Building version v5.0.6 with CUDA fails #12924

lahwaacz · 2024-11-16T07:21:00Z

Building OpenMPI version v5.0.6 with CUDA fails with the following error:

coll_cuda_module.c: In function ‘mca_coll_cuda_comm_query’:
coll_cuda_module.c:107:42: error: assignment to ‘mca_coll_base_module_reduce_local_fn_t’ {aka ‘int (*)(const void *, void *, int,  struct ompi_datatype_t *, struct ompi_op_t *, struct mca_coll_base_module_2_4_0_t *)’} from incompatible pointer type ‘int (*)(const void *, void *, size_t,  struct ompi_datatype_t *, struct ompi_op_t *, mca_coll_base_module_t *)’ {aka ‘int (*)(const void *, void *, long unsigned int,  struct ompi_datatype_t *, struct ompi_op_t *, struct mca_coll_base_module_2_4_0_t *)’} [-Wincompatible-pointer-types]
  107 |     cuda_module->super.coll_reduce_local = mca_coll_cuda_reduce_local;
      |                                          ^

The text was updated successfully, but these errors were encountered:

lahwaacz · 2024-11-16T07:31:07Z

Seems to be caused by e3ad86e

It specifies the function with size_t count parameter, which does not work because 4d7c65d was done only on the main branch, not on v5.0.x.

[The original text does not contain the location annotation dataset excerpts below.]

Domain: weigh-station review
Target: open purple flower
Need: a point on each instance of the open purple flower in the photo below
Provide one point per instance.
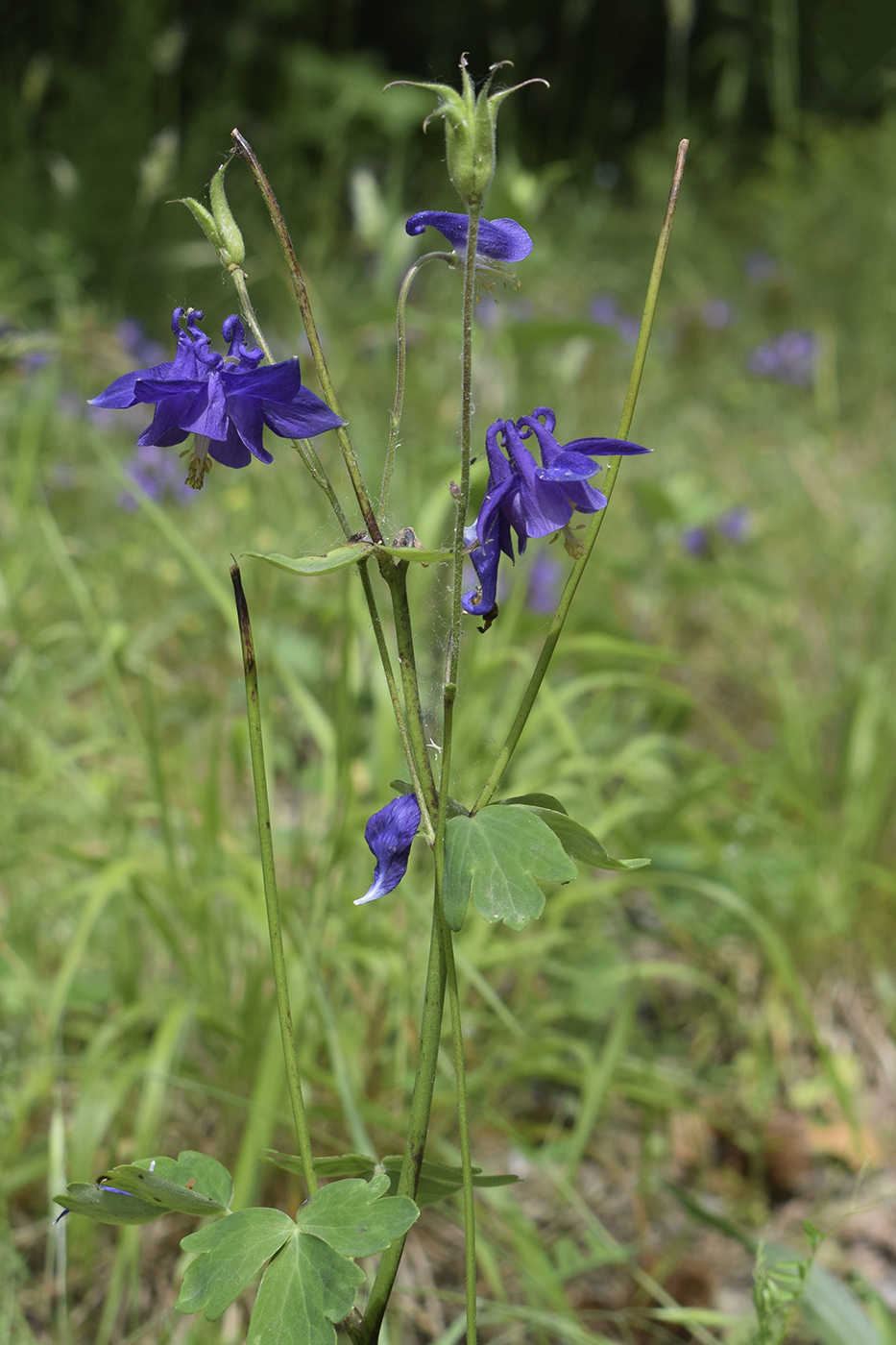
(502, 239)
(529, 500)
(389, 834)
(224, 400)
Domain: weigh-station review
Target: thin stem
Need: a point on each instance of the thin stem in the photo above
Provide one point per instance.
(463, 1127)
(272, 904)
(423, 797)
(417, 1123)
(305, 450)
(395, 420)
(396, 577)
(613, 473)
(311, 332)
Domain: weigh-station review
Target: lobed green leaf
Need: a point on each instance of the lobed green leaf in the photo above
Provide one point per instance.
(304, 1290)
(230, 1253)
(498, 856)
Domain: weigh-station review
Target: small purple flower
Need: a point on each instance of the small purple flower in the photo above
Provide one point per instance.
(788, 358)
(157, 475)
(389, 834)
(735, 524)
(500, 239)
(530, 500)
(695, 541)
(224, 401)
(604, 312)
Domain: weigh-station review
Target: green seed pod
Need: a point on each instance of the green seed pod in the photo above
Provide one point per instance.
(231, 248)
(470, 130)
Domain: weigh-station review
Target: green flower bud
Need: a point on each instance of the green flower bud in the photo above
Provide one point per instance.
(470, 130)
(218, 225)
(233, 251)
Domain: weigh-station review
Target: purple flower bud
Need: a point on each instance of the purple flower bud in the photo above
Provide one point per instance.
(389, 834)
(502, 239)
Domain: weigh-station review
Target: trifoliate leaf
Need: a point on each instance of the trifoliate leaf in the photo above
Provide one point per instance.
(231, 1251)
(304, 1290)
(356, 1217)
(437, 1181)
(498, 854)
(576, 840)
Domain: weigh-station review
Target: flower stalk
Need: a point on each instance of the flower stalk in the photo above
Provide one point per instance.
(272, 901)
(487, 791)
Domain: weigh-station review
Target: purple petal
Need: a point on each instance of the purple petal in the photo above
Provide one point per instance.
(502, 239)
(247, 420)
(389, 834)
(604, 447)
(208, 413)
(278, 382)
(568, 467)
(171, 412)
(303, 417)
(231, 451)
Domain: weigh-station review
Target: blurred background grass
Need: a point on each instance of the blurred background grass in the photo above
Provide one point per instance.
(721, 701)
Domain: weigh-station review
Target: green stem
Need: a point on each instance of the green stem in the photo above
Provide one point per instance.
(311, 332)
(395, 421)
(305, 450)
(417, 1123)
(316, 468)
(272, 904)
(396, 577)
(577, 571)
(463, 1127)
(424, 796)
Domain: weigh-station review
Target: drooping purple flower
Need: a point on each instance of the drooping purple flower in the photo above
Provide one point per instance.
(389, 834)
(529, 500)
(788, 358)
(502, 239)
(224, 401)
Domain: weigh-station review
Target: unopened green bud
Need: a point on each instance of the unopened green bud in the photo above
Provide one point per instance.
(470, 130)
(233, 251)
(218, 225)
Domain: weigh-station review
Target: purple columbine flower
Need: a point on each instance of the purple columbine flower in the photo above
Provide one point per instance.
(389, 834)
(530, 500)
(500, 239)
(224, 400)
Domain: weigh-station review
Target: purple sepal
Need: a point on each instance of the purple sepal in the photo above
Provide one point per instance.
(389, 834)
(502, 239)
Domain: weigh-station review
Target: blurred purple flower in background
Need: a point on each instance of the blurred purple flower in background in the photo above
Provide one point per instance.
(735, 524)
(157, 475)
(604, 311)
(790, 358)
(695, 541)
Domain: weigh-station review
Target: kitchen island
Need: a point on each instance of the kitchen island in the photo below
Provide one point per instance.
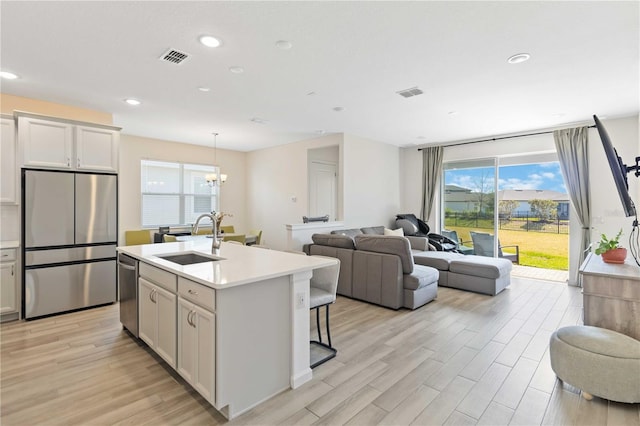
(235, 326)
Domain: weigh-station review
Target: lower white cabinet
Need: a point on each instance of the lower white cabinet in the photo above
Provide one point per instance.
(8, 282)
(157, 319)
(196, 347)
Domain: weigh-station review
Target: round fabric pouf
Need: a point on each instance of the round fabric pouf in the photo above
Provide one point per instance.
(598, 361)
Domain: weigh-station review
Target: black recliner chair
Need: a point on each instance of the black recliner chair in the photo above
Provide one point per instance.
(411, 225)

bosilca · 2024-11-18T17:16:27Z

SC24 travel day, can't do more than this:

diff --git a/ompi/mca/coll/cuda/coll_cuda.h b/ompi/mca/coll/cuda/coll_cuda.h
index afedc632ee..4b3ecc647e 100644
--- a/ompi/mca/coll/cuda/coll_cuda.h
+++ b/ompi/mca/coll/cuda/coll_cuda.h
@@ -54,7 +54,7 @@ int mca_coll_cuda_reduce(const void *sbuf, void *rbuf, int count,
                          struct ompi_communicator_t *comm,
                          mca_coll_base_module_t *module);
 
-int mca_coll_cuda_reduce_local(const void *sbuf, void *rbuf, size_t count,
+int mca_coll_cuda_reduce_local(const void *sbuf, void *rbuf, int count,
                                struct ompi_datatype_t *dtype,
                                struct ompi_op_t *op,
                                mca_coll_base_module_t *module);
diff --git a/ompi/mca/coll/cuda/coll_cuda_reduce.c b/ompi/mca/coll/cuda/coll_cuda_reduce.c
index 7743a07874..e165a1d9bb 100644
--- a/ompi/mca/coll/cuda/coll_cuda_reduce.c
+++ b/ompi/mca/coll/cuda/coll_cuda_reduce.c
@@ -85,7 +85,7 @@ mca_coll_cuda_reduce(const void *sbuf, void *rbuf, int count,
 }
 
 int
-mca_coll_cuda_reduce_local(const void *sbuf, void *rbuf, size_t count,
+mca_coll_cuda_reduce_local(const void *sbuf, void *rbuf, int count,
                            struct ompi_datatype_t *dtype,
                            struct ompi_op_t *op,
                            mca_coll_base_module_t *module)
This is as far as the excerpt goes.